La comédie du pouvoir de l’entre-deux-guerres
Après avoir évoqué les goulags et la dictature stalinienne en URSS, le Musée se penche ainsi sur l’entre-deux guerre, période qu’il n’avait encore jamais abordé dans le cadre d’une exposition complète. Le choix de mettre en valeur Marinus est au demeurant remarquable : outre la qualité des réalisations de l’artiste, c’est la deuxième fois seulement qu’un musée français consacre ses murs au travail du satiriste danois et à son regard éloquent sur l’actualité.
« On s’inscrit vraiment dans une démarche politique : en entrant par le côté artistique, on va décrypter une situation historique et géopolitique », note la directrice du Musée Alice Buffet. De fait, l’exposition a été pensée en « triptyque » : la présentation des Marianne originaux, des agrandissements et une notice explicative afin de contextualiser et mieux comprendre ainsi les œuvres présentées.
Si certains montages de Marinus semblent en effet limpides dans leur propos, tel un Adolf Hitler coiffant le globe terrestre d’un casque à pointe, d’autres renvoient à des actualités politiques depuis longtemps oubliées. Tensions diplomatiques, accords de circonstances, bluffs et menaces : l’artiste représente la comédie du pouvoir au quotidien, souvent à travers la métaphore du jeu ou via des mises en scène résolument burlesques.
Rire jaune et humour noir
L’humour est, comme dans toute satire qui se respecte, l’une des bases premières du travail de Marinus dans Marianne. Difficile de ne pas sourire lorsque le monteur représente Hitler en général romain, entouré de Göring et Goebels en galériens, dans un détournement d’une scène du Ben-Hur de 1925. Un montage comique, absurde… et inquiétant : l’image représente en effet l’avancée de la machine de guerre allemande en 1939.
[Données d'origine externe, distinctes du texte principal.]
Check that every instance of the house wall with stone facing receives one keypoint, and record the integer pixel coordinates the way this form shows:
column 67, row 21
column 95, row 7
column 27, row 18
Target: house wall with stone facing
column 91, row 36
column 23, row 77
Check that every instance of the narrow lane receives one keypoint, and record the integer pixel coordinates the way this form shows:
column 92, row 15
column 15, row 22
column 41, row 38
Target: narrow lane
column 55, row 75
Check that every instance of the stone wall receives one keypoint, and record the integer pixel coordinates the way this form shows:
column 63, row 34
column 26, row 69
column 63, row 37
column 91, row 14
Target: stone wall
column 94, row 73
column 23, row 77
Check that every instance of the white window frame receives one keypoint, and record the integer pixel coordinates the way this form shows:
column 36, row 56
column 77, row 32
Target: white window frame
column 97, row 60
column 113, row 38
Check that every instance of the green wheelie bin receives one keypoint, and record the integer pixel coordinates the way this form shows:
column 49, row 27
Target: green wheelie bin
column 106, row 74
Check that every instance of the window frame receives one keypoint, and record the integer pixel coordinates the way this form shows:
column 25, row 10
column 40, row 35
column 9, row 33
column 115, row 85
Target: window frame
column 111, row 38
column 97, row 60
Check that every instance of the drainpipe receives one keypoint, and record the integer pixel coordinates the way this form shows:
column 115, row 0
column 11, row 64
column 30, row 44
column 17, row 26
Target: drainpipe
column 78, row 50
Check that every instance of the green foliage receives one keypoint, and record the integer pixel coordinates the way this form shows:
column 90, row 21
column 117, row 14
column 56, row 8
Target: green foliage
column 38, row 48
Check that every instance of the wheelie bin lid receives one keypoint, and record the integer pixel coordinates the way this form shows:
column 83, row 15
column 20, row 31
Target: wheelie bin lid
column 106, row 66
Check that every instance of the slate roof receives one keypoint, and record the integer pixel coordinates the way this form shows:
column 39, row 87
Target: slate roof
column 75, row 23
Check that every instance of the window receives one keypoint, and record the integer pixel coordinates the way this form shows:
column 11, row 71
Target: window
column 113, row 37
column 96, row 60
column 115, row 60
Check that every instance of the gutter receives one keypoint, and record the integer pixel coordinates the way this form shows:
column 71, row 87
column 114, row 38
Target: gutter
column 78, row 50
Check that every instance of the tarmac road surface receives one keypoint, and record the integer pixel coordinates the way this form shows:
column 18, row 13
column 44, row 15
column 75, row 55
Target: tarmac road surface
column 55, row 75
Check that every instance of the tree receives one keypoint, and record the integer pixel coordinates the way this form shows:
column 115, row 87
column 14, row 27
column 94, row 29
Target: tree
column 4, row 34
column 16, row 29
Le rire est aussi jaune que l’humour est noir, surtout lorsque la réalité dépasse la satire. Alors que l’octogénaire Pétain et le septuagénaire Weygand sont tous deux rappelés aux affaires afin de contrer des forces allemandes qui n’ont fait qu’une bouchée de la ligne Maginot, Marinus s’interroge : pourquoi dans ce cas ne pas envoyer aussi les soldats de Verdun, menés par la déesse ailée de la Victoire ?
Mais dans les derniers photomontages, le rire n’est même plus présent. Marinus dépeint les horreurs de la guerre. « L’Allemand a passé », écrit-il en représentant des cadavres de vieillards, de femmes et d’enfants, baignant dans leur sang au pied d’une croix. Un montage jugé trop pessimiste pour être publié dans Marianne, et qui semble préfigurer les massacres méthodiques dans les pays de l’est de l’Europe, ou encore celui d’Oradour-sur-Glane.
Une porte d’entrée sur une période complexe
À travers la trentaine d’œuvres exposées, le Musée de la Résistance offre à découvrir un artiste lucide, qui dépeint sans faillir les affres d’une Europe tiraillée entre fascisme et démocratie. Et dont la vision s’étend au-delà de la seule actualité, pour livrer une projection souvent visionnaire des événements à venir. Ce jusqu’à la défaite d’Hitler lui-même, étendu parmi les crânes ses propres soldats pour recevoir la visite de la sa « dernière alliée », la Mort en personne.
Grâce à l’humour et la satire, l’exposition semble la porte d’entrée idéale pour aborder une période complexe. Et rappelle que la Seconde guerre mondiale ne fut pas une subite déflagration, mais le résultat d’un long processus qu’aucun arrangement de façade ne fut en mesure d’endiguer. Une manière peut-être de ne pas oublier que, contrairement aux catastrophes naturelles, les catastrophes politiques sont souvent prévisibles… et quelquefois évitables.
Florent Mathieu
* Créé en 1928 par Gaston Gallimard. À ne pas confondre évidemment avec l’hebdomadaire fondé en 1997 par Jean-François Kahn.